I don't like having iTunes organizing my music because I've had problems with that. But I kept it at the default setting just to see if that would make the program stop freezing.


----------



## Headrush (Feb 9, 2005)

Need more than one line from console.

Those TagLib errors are probably all from using that Cog audio player, not iTunes.



cgm707 said:


> I don't like having iTunes organizing my music because I've had problems with that. But I kept it at the default setting just to see if that would make the program stop freezing.


A little ambiguous here now.
I believe the default behaviour is to have iTunes organize your iTunes media. By default this location is in your home directory which is usually on your internal HD. If you added your media from the external, it would all have to be scanned/processed and copied to this location.

I would start iTunes holding option key and generate a clean library file.
Go into preferences and make sure organize and copy media is turned off.
Now add your external media into iTunes. (Maybe try a few files at a time just as a test)
Keep console open and look for related output if the process fails.


----------



## cgm707 (Aug 5, 2000)

How much of the Console info should I post? Here's more:

Date/Time: 2012-01-19 19:54:27 -0800
OS Version: 10.7.2 (Build 11C74)
Architecture: x86_64
Report Version: 9

Command: iTunes
Path: /Applications/iTunes.app/Contents/MacOS/iTunes
Version: 10.5.2 (10.5.2)
Build Version: 1
Project Name: iTunes
Source Version: 10521101
Parent: launchd [179]

PID: 670
Event: hang
Duration: 1.66s
Steps: 18 (100ms sampling interval)

Pageins: 10
Pageouts: 0

Process: iTunes [670] (zombie)
Path: /Applications/iTunes.app/Contents/MacOS/iTunes
Architecture: x86_64
UID: 501


----------



## cgm707 (Aug 5, 2000)

I did reinstall iTunes, created a new library, and unchecked boxes for allowing iTunes to reorganize my music. So far it is working (OMG!). thanks for all the help.


----------



## Headrush (Feb 9, 2005)

I need to know what you were doing at each step to understand.

Did you start by creating a new iTunes Library file?
Did you set those options?
Start by adding a single song from your external HD into iTunes. Does that work?

If not, can you create another temporary user account, log into that account and try the same thing.
This will help us tell whether the issue is a local to your user account or a bigger issue.

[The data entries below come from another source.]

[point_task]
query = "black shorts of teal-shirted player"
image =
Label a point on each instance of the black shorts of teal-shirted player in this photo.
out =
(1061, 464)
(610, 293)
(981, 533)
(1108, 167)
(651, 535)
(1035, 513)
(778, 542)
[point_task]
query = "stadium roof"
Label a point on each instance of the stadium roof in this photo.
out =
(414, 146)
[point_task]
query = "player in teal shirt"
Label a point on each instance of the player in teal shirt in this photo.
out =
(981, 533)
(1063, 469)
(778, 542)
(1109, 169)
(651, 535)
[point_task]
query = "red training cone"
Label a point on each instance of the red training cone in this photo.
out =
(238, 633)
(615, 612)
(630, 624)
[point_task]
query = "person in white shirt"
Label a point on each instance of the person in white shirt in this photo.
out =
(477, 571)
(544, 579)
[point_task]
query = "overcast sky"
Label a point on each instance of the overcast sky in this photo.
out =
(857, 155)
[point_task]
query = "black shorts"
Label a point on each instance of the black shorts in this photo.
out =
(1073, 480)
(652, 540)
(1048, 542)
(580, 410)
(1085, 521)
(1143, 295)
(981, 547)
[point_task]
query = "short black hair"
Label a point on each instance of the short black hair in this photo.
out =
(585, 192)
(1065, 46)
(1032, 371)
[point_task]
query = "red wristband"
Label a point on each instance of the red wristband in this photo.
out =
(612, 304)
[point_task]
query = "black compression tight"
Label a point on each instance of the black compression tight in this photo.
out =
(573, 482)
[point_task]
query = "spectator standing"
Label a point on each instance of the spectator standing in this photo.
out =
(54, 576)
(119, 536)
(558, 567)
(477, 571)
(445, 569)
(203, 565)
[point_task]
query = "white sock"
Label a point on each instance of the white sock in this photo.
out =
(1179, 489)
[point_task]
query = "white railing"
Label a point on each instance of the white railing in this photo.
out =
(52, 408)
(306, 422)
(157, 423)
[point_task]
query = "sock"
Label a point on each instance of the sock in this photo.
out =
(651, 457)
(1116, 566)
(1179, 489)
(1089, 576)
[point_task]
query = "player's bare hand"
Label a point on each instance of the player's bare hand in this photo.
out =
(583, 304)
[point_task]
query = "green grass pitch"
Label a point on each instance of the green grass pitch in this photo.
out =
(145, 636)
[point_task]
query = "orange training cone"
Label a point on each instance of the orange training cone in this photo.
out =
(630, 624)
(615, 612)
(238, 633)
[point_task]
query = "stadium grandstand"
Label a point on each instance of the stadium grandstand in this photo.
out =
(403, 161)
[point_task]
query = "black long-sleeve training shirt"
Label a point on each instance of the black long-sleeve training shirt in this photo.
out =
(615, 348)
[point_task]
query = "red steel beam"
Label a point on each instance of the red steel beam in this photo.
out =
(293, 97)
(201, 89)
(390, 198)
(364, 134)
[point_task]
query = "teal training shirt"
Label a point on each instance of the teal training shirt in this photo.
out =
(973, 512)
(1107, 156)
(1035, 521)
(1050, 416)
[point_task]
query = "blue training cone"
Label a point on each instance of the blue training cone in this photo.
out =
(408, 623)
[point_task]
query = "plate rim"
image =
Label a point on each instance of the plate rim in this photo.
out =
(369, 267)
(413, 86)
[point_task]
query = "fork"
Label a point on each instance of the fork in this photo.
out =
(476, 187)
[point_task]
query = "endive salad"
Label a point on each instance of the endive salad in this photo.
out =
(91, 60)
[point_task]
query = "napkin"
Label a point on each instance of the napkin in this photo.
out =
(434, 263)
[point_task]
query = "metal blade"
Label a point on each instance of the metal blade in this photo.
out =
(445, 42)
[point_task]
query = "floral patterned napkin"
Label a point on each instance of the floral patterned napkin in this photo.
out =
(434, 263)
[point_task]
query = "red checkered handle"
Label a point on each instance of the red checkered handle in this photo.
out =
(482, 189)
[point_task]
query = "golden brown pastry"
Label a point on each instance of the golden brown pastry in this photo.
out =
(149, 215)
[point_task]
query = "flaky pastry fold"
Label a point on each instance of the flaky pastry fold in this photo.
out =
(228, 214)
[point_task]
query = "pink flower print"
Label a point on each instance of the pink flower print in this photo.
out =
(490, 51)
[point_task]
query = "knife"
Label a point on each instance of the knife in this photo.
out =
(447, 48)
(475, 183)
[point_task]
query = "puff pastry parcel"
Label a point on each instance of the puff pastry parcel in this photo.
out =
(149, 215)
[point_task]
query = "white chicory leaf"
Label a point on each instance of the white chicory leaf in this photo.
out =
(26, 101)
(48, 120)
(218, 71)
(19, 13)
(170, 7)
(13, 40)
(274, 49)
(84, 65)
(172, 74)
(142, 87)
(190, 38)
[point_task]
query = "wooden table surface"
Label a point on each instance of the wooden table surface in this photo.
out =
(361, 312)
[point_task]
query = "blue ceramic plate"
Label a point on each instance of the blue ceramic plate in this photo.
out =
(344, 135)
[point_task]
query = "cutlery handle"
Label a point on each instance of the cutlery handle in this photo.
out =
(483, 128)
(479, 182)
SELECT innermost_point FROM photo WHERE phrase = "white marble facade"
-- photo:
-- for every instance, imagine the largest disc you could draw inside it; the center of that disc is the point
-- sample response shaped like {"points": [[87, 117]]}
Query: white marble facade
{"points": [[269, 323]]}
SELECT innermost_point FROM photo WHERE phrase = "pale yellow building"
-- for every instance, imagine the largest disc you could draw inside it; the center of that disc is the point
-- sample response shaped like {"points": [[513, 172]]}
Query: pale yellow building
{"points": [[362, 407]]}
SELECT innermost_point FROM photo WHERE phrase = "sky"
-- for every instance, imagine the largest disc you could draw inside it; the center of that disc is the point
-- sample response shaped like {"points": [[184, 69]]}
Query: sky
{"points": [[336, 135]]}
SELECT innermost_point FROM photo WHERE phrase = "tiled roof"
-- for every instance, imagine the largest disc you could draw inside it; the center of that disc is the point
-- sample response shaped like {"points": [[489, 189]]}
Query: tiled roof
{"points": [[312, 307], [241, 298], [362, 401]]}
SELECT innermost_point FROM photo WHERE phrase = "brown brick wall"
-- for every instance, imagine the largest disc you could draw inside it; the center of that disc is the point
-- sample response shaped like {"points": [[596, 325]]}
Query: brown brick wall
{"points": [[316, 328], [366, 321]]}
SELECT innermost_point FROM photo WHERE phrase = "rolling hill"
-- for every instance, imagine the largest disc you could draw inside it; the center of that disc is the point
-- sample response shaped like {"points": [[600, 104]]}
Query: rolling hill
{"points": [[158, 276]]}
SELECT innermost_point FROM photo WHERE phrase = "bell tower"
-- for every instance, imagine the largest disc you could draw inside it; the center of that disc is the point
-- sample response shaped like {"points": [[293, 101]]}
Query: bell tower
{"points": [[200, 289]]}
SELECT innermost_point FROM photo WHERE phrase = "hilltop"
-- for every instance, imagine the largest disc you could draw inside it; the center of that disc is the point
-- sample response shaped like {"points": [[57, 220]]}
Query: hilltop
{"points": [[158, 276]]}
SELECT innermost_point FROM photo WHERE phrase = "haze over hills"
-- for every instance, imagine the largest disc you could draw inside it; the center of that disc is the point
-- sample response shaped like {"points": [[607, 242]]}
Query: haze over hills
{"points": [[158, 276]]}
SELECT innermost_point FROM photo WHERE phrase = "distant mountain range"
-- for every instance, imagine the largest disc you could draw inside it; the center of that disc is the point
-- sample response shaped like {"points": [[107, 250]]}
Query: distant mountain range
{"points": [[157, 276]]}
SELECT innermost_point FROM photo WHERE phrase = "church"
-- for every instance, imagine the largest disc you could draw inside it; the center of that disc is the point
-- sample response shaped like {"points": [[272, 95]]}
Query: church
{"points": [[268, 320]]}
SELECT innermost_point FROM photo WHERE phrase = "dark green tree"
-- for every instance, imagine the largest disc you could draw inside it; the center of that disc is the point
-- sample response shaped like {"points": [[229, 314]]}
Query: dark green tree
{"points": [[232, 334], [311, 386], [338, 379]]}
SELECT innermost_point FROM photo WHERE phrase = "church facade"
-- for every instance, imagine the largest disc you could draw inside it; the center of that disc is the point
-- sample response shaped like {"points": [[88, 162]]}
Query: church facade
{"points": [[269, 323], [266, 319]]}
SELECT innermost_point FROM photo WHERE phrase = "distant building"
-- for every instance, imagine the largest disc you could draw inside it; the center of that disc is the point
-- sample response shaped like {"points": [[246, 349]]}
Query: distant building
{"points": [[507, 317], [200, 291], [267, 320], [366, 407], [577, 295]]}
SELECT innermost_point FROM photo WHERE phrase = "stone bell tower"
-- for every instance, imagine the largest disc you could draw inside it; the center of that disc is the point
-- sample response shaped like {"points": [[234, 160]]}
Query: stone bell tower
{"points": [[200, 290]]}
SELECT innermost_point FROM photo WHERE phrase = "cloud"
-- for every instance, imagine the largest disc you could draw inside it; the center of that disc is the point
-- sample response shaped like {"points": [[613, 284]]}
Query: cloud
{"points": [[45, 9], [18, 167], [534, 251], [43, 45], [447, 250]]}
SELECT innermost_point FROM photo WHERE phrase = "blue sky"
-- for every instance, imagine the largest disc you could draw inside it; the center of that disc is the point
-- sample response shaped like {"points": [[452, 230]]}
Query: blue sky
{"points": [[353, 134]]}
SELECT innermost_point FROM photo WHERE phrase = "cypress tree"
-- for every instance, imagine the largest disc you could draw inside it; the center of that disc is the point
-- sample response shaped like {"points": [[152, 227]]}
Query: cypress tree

When you add a song to iTunes are you dragging the file unto the iTunes icon or using the Add to Library option in the file menu?


----------



## cgm707 (Aug 5, 2000)

Created new iTunes Library.
Set the options to not have iTunes organize.
Used the Add to Library function to add songs from external drive. It worked. I only did about 50 songs to see if it worked.


----------



## Headrush (Feb 9, 2005)

cgm707 said:


> Created new iTunes Library.
> Set the options to not have iTunes organize.
> Used the Add to Library function to add songs from external drive. It worked. I only did about 50 songs to see if it worked.


Also turned off the copy to iTunes Media folder option?

How many songs are on your external that you want to add? (approx)
By chance is your external HD connected via USB? (or Firewire)


----------



## cgm707 (Aug 5, 2000)

Yes, turned off copy to iTunes Media folder option. I have about 2000 songs I would like to add. My external is connected via USB.


----------



## Headrush (Feb 9, 2005)

I'd leave Console open and continue adding about 250 songs at a time.
(Easiest to select in Finder and drag unto iTunes icon or into iTunes Window.)

I suspect that your problem is either a corrupt song that is giving iTunes issues, or it's USB related.
(Although I have only seen this on USB when copying to Media Folder was enabled)


----------